The journey back was quiet. Too quiet.
Every time I tried to reach for the Veil out of habit, there was nothing there. No resistance. No response. Just empty space where something essential had once lived. My shadow magic was still present, coiled and responsive, but it felt… untamed. Less structured. More instinctive.
Unanchored.
The Court erupted the moment we arrived.
Council members were already gathered, voices raised, tension crackling through the chamber like static. Thalia was the first to notice me, her expression hardening into something between relief and fury.
“What did you do?” she demanded.
I stepped forward, Kael and Azrael flanking me without hesitation. “I saved the Veil.”
“At what cost?” Morgana snapped.
“The cost of my bond to it,” I said plainly.
The room went silent.
“You severed yourself,” Vera said slowly, disbelief threading her voice. “That bond was unprecedented. Dangerous. You cannot simply remove something like that without consequences.”
“I am aware,” I said. “But Morgath was using it as a weapon. It was the only way to stop her corruption.”
“And now?” Cassius asked. “What are you now?”
The question hung in the air, heavy and uncomfortable.
“I am still a Shadow Witch,” I said. “Still committed to the alliance. Still here. But I am no longer the Veil’s anchor. That responsibility belongs to the Veil itself now.”
Azrael spoke before anyone else could. “The Veil is stable. Our scouts have confirmed it across all border territories. Whatever she removed, it corrected itself.”
“That does not mean it will remain stable,” Thalia countered. “You were our failsafe.”
“I was a vulnerability,” I replied calmly. “One Morgath exploited repeatedly. You cannot build a world on a single point of failure.”
Murmurs rippled through the chamber.
Kael’s hand tightened around mine. Through the bond, I felt his pride, his fear, his unwavering support. He had chosen me long before this moment. That had not changed.
Azrael stepped closer, his presence commanding without aggression. “This changes the structure of the alliance,” he said. “But not its purpose. We adapt. We always have.”
The Council argued for hours. About safeguards. About protocols. About whether I was still fit to serve as liaison now that I no longer carried the Veil’s authority. I listened. I answered when necessary. But something fundamental had shifted inside me.
For the first time since this began, I did not feel like I was begging them to trust me.
I was telling them who I was.
The meeting adjourned with no final decision, only the promise of further discussion. Politics, as always, moved slower than danger.
When we finally returned to my quarters, exhaustion hit me all at once. Kael closed the door behind us, and the silence that followed was intimate rather than oppressive.

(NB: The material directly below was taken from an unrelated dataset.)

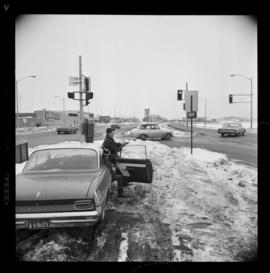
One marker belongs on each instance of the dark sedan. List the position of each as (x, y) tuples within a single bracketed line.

“You scared me,” he said quietly.
“I know,” I replied.
“You terrified me,” he continued, his voice breaking just enough to make my chest ache. “I felt the bond tear. I thought I lost you.”
I stepped into his arms, pressing my forehead to his chest. “I am still here.”
“For now,” he said.
“For always,” I corrected gently. “Just different.”
Azrael watched us from across the room, something unreadable in his expression. “Different can be dangerous,” he said. “Or it can be powerful.”
“I am tired of being defined by what I am tied to,” I said. “The Veil. The alliance. Expectations. I want to define myself by what I choose.”
“And what do you choose?” Kael asked softly.
I looked at both of them, these two beings who had chosen me again and again even when it complicated everything. “I choose you. I choose us. And I choose a future where I am not a weapon or a symbol, but a person.”
Azrael nodded once. “Then we will protect that choice.”
That night, as I lay between them, their presence anchoring me in a way the Veil never had, I finally slept.
But peace did not last.
Just before dawn, a sharp surge of unfamiliar magic rippled through me, strong enough to jolt me awake with a gasp. It was not shadow. Not demon. Not vampire.
It was something new. Somewhere far beyond the Court, something answered me. And deep in my bones, a terrifying certainty took hold.
Severing myself from the Veil had not made me weaker.
It had made me a beacon. And whatever was coming next had already found me.